I’m trying to write performant code, and in general opted for adding type annotations to help the compiler, since writing general code is often not very important in my code.
I was currently trying to implement trait-based dispatch (as discussed here) in some of my functions, but I’ve been a bit confused with its interaction with type annotations.
I’ve made the following minimal example:
using LinearAlgebra
abstract type FunctionType end
struct F1 <: FunctionType end
struct F2 <: FunctionType end
struct Vecs
x::Vector{Float64}
y::Vector{Float64}
end
const vecs = Vecs([1,2],[2,3])
function combine(x, y, ::Type{F1})
return norm(x) + norm(y)
end
function combine(x, y, ::Type{F2})
return norm(x)^2 + norm(y)^2
end
combine(v::Vecs, t::Type{FT}) where FT <: FunctionType = combine(v.x, v.y, t)
function test1(v, t)
ti = time()
for _ in 1:10^8
combine(v, t)
end
tf = time()
tf-ti
end
test1(vecs, F1) # returns 10.300249099731445
function test2(v, t::Type{FT}) where FT <: FunctionType
ti = time()
for _ in 1:10^8
combine(v, t)
end
tf = time()
tf-ti
end
test2(vecs, F1) # returns 1.391638994216919
Here I assumed the test function would act as a function barrier, allowing the compiler to specialize the function within the loop so that it’s already known which combine function to take. However, it seems that this is only the case when I also type annotate the t.

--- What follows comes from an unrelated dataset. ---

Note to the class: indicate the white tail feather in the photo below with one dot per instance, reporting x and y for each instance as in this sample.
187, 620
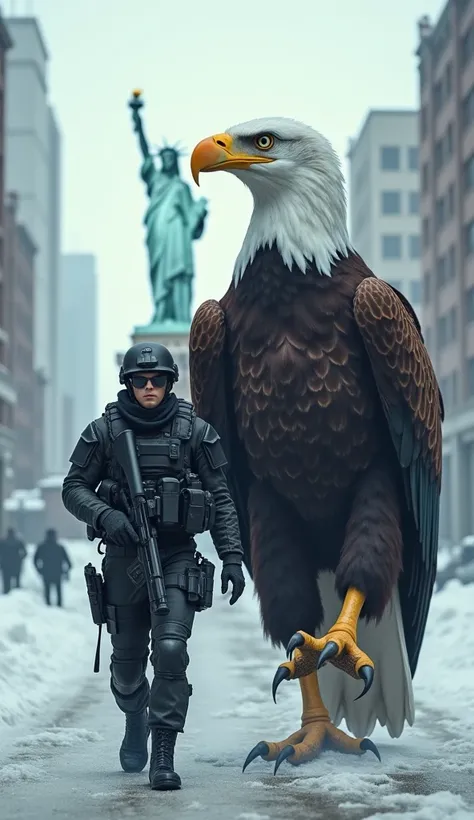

I don’t understand why this matters because the type annotation is still not a concrete type, so I thought this should really change anything about how the function is compiled.
However, if I now drop the type annotation for combine for the second argument of combine:
combine(v::Vecs, t) = combine(v.x, v.y, t)
test1(vecs, F1) # returns 1.5857880115509033
test2(vecs, F1) # returns 1.5145998001098633
Now of course the times fluctuate a little bit but they are consistent. test2
is slightly slower than before, but it is significantly faster than before, though still a bit slower than test1
.
Then, if I do no type annotations for combine:
combine(v, t) = combine(v.x, v.y, t)
test1(vecs, F1) # returns 1.5554089546203613
test2(vecs, F1) # returns 1.3924591541290283
So suddenly basically for test1
nothing really seems to have changed, but test2
is again as fast as it was with full annotations. I’m very confused by this because I don’t understand why removing the type annotation for v
seem to have an interaction with the function test2
, where I annotated t
.
Can anyone help interpret these results?
Also, I didn’t use @benchmark
since it changes the scoping of the variables, so it was a bit hard to get the results I wanted to show (which seem to correspond to what I’m seeing in terms of real execution time differences that I’m seeing.)